Cmdr. Michael Vannak Khem Misiewicz was taken into custody Monday at Peterson Air Force Base in Colorodo, where he served on the staff for U.S. Northern Command, the unified combatatant command for North America.
Misiewicz was arrested along with a Naval Criminal Investigative Service supervisory agent named John Bertrand Beliveau II and a government contractor by the name of Leonard Glenn Francis.
Misiewicz is accused of using his power and influence as a Navy commander to steer ships from the U.S.’s 7th Fleet into ports with lax tax codes that would financially benefit Francis, who runs a firm called Glenn Defence Marine Asia. Francis’ company provided the Navy with services like tugboats, security, transportation, supplies, fuel, and waste removal,according to CNN.
This would enable Francis to bill the Navy for far more than he otherwise would have. According to a Department of Defence complaint cited by Stars and Stripes, the USS Stennis, a massive aircraft carrier, visited Malaysia in September 2012 and was billed $US2.7 million. Two visits to different ports that year reportedly cost the Navy roughly half that amount.
In exhange for all this, Francis allegedly gave Misiewicz luxury perks and access to professional female companionship. In one email, Francis reportedly referred to his “Elite Thai Seal Team,” a pretty unclever nickname for a group of prostitutes he allegedly paid.
Bealiveau’s role was allegedly to provide Francis with information about a Naval fraud investigation into his company’s practices, says CNN.

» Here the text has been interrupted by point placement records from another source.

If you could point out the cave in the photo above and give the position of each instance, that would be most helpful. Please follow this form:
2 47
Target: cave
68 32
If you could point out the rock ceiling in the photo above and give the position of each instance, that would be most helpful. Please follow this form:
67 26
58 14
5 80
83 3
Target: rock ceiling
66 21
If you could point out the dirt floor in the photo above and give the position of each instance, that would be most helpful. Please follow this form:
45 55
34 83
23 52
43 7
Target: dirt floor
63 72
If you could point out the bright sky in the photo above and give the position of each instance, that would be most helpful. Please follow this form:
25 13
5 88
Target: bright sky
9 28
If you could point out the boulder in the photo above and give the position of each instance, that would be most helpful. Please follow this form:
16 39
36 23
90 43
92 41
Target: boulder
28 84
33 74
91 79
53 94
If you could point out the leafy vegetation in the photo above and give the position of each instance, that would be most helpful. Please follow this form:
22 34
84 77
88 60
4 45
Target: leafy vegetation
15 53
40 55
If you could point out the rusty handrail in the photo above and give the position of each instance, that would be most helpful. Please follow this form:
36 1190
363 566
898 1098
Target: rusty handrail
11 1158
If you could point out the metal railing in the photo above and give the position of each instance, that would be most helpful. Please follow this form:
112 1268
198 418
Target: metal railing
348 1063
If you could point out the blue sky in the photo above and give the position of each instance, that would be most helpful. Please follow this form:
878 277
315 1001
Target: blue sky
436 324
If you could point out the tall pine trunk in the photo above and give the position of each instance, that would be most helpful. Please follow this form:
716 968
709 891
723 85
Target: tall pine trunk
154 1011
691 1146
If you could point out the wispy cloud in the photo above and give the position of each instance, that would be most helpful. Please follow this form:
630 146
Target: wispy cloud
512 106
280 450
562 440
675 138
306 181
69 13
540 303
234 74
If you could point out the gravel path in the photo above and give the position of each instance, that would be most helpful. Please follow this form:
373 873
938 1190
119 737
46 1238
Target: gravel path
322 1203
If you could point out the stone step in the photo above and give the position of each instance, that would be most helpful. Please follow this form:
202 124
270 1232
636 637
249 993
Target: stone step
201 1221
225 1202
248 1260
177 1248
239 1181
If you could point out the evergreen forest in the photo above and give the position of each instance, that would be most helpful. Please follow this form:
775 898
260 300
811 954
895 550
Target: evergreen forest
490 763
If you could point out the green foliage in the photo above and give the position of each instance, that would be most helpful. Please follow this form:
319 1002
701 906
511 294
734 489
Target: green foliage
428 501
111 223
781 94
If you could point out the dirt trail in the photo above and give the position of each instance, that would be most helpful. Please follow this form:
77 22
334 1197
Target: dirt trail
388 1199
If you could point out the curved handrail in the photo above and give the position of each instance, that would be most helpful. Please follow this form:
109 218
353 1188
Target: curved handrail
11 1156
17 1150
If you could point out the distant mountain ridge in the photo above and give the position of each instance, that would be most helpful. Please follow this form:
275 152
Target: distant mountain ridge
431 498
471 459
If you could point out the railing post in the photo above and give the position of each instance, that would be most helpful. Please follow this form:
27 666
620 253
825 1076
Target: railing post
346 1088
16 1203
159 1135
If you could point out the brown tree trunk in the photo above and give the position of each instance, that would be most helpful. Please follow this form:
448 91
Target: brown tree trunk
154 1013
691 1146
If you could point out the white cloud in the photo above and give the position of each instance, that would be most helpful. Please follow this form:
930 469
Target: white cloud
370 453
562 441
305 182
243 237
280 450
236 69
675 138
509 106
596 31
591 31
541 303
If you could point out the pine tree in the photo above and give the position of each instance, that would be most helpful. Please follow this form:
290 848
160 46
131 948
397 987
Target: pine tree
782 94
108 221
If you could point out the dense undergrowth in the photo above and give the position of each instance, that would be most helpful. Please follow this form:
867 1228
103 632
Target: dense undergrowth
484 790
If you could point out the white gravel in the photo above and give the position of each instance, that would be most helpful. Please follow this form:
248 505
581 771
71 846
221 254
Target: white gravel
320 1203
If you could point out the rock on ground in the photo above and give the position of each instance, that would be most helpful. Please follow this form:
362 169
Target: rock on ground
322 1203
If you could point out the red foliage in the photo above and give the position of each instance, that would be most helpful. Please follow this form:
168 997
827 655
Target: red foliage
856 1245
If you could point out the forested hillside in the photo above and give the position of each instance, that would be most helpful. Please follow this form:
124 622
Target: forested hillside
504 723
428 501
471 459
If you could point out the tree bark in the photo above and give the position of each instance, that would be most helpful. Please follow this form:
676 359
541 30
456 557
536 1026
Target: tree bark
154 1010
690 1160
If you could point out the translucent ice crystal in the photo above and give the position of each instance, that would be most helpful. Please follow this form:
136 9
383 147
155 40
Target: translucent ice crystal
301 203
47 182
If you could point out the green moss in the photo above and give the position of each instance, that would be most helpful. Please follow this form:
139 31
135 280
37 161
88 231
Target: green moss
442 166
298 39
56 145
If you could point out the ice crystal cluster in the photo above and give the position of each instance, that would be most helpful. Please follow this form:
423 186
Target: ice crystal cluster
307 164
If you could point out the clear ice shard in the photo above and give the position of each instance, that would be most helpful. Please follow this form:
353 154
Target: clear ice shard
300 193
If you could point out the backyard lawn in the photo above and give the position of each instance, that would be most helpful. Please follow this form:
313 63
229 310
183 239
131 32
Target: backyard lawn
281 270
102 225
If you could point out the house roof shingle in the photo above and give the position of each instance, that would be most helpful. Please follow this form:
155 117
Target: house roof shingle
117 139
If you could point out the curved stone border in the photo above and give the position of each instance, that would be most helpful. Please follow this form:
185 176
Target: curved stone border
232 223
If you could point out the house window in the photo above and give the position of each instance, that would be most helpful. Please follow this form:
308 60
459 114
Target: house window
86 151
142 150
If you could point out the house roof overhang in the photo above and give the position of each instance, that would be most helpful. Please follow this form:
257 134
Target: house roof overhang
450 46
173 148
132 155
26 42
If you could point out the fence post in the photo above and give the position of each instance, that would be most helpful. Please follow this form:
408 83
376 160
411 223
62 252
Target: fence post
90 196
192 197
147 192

All three men have been charged with conspiring to commit bribery.
If the allegations prove true, it represents a stunning end to the career of Misiewicz, once an American success story. He was once the subject of a public-affairs profile by the Navy when in 2010, as commander of a guided missile destroyer called the U.S.S. Mustin, he reunited with family in his native Cambodia during a port visit there.
Adopted from Cambodia in 1973, he moved to the United States shortly before the Khmer Rouge massacre and went on to graduate from the U.S. Naval Academy. He had been selected for promotion to the rank of captain.